Rogers states that the device can be used to control their pain relief.

He explains that the device provides engineering controls that are not available in any pharmaceutical-based approach. It is also delivered in a very specific way. This device does not affect the whole body as many pain relief drugs do. It only acts on the area that is relevant to the suppression of the pain sensation.

Laura Bohn, a biochemist from University of Florida Scripps Biomedical Research calls the device "novel and innovative." She believes pain should be approached from many angles. She explains that there are many types and types of pain. There are also many mechanisms to control it.

Bohn studies the function of receptors in the body, including opioid, serotonin, and cannabinoid. This is to help her find new treatments for addiction and pain. She adds that the more tools we have, we have more options to improve therapies. "I believe everyone is trying to replace opioids but I still believe that opioids can be used when used properly. It's another step towards building a toolbox.
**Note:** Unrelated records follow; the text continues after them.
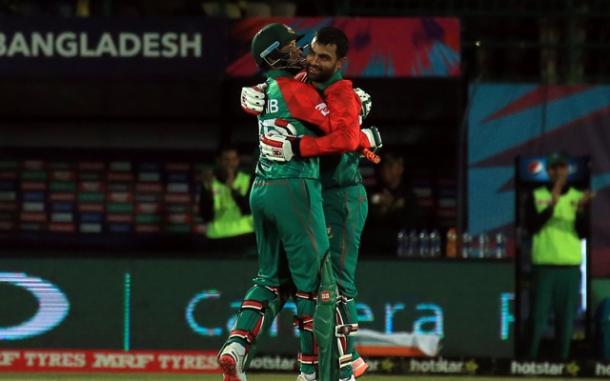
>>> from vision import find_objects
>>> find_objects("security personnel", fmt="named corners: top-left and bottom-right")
top-left (199, 146), bottom-right (254, 243)
top-left (527, 152), bottom-right (592, 359)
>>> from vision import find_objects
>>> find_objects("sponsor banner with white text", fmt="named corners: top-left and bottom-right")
top-left (0, 349), bottom-right (220, 373)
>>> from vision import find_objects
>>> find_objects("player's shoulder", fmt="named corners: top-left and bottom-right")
top-left (324, 79), bottom-right (354, 94)
top-left (277, 77), bottom-right (319, 96)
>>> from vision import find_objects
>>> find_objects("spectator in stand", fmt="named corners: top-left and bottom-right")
top-left (199, 145), bottom-right (255, 254)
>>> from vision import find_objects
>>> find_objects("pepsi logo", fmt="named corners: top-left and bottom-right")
top-left (527, 160), bottom-right (544, 175)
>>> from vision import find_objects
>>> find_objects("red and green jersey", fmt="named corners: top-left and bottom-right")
top-left (316, 71), bottom-right (360, 189)
top-left (256, 70), bottom-right (329, 180)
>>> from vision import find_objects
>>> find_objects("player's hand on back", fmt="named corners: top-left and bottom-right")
top-left (240, 83), bottom-right (267, 116)
top-left (354, 87), bottom-right (373, 120)
top-left (362, 126), bottom-right (383, 149)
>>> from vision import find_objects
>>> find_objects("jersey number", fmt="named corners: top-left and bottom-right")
top-left (265, 99), bottom-right (280, 114)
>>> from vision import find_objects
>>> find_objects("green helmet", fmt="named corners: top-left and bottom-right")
top-left (250, 23), bottom-right (304, 69)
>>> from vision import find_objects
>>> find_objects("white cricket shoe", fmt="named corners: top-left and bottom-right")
top-left (352, 357), bottom-right (369, 378)
top-left (218, 342), bottom-right (248, 381)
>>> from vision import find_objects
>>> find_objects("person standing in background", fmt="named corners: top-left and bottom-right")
top-left (526, 152), bottom-right (592, 360)
top-left (199, 145), bottom-right (255, 249)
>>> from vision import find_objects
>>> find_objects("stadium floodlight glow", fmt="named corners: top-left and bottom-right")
top-left (0, 273), bottom-right (70, 340)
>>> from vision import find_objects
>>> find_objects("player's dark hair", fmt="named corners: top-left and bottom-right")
top-left (315, 26), bottom-right (349, 58)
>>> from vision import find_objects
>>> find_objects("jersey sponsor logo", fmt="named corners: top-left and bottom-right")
top-left (265, 99), bottom-right (280, 114)
top-left (0, 32), bottom-right (203, 58)
top-left (510, 361), bottom-right (578, 376)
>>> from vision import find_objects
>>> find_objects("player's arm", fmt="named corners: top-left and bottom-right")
top-left (300, 80), bottom-right (360, 157)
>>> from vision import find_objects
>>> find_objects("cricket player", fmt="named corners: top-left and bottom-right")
top-left (242, 28), bottom-right (381, 380)
top-left (218, 24), bottom-right (378, 381)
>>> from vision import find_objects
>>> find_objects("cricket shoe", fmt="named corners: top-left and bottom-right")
top-left (352, 357), bottom-right (369, 378)
top-left (297, 373), bottom-right (317, 381)
top-left (218, 342), bottom-right (248, 381)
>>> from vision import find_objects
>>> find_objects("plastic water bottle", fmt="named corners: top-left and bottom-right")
top-left (430, 229), bottom-right (441, 258)
top-left (445, 228), bottom-right (457, 258)
top-left (477, 233), bottom-right (489, 258)
top-left (419, 229), bottom-right (430, 257)
top-left (494, 233), bottom-right (506, 259)
top-left (462, 233), bottom-right (472, 258)
top-left (407, 229), bottom-right (419, 257)
top-left (396, 229), bottom-right (409, 257)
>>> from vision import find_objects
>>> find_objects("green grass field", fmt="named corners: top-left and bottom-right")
top-left (0, 373), bottom-right (596, 381)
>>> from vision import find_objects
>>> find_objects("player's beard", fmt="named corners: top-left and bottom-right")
top-left (307, 64), bottom-right (335, 83)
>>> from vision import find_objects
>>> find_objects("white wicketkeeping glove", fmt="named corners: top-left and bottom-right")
top-left (354, 87), bottom-right (373, 120)
top-left (240, 83), bottom-right (267, 115)
top-left (259, 119), bottom-right (300, 162)
top-left (361, 126), bottom-right (383, 148)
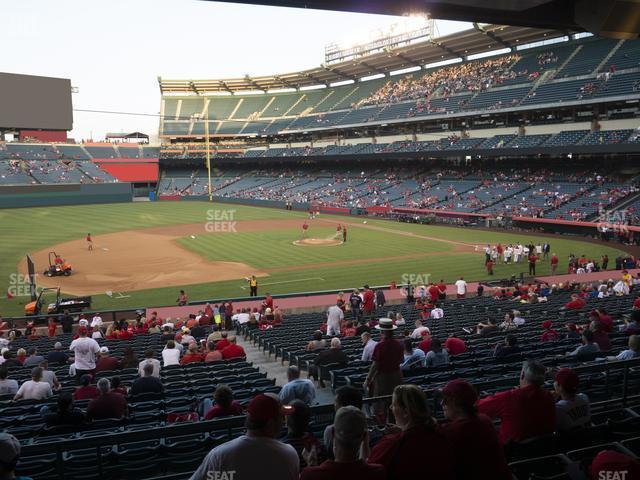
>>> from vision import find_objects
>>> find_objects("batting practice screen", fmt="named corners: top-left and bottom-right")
top-left (0, 73), bottom-right (73, 130)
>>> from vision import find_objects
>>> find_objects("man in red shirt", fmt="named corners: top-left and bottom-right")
top-left (442, 335), bottom-right (467, 355)
top-left (216, 332), bottom-right (229, 351)
top-left (478, 360), bottom-right (556, 444)
top-left (428, 282), bottom-right (440, 303)
top-left (438, 280), bottom-right (447, 300)
top-left (564, 293), bottom-right (587, 310)
top-left (550, 253), bottom-right (559, 275)
top-left (441, 380), bottom-right (512, 480)
top-left (365, 318), bottom-right (404, 425)
top-left (180, 343), bottom-right (203, 365)
top-left (222, 336), bottom-right (247, 360)
top-left (362, 285), bottom-right (374, 320)
top-left (300, 406), bottom-right (387, 480)
top-left (96, 347), bottom-right (120, 372)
Rogers believes the device could be used in hospitals to treat acute pain following surgery. When a patient has been cut open, the surgeon would place the device and then suture it. The tube will continue to attach to the pump by sticking through the skin. For a time, the patient would be connected to an external pumping device.

He envisions that the system could be modified in the future so that patients can use it at home, but it will require more engineering.

He says, "We are pretty excited, but we also understand that there is additional work to do." "It would be amazing to be able to switch on or off pain. This is perhaps one way to do that.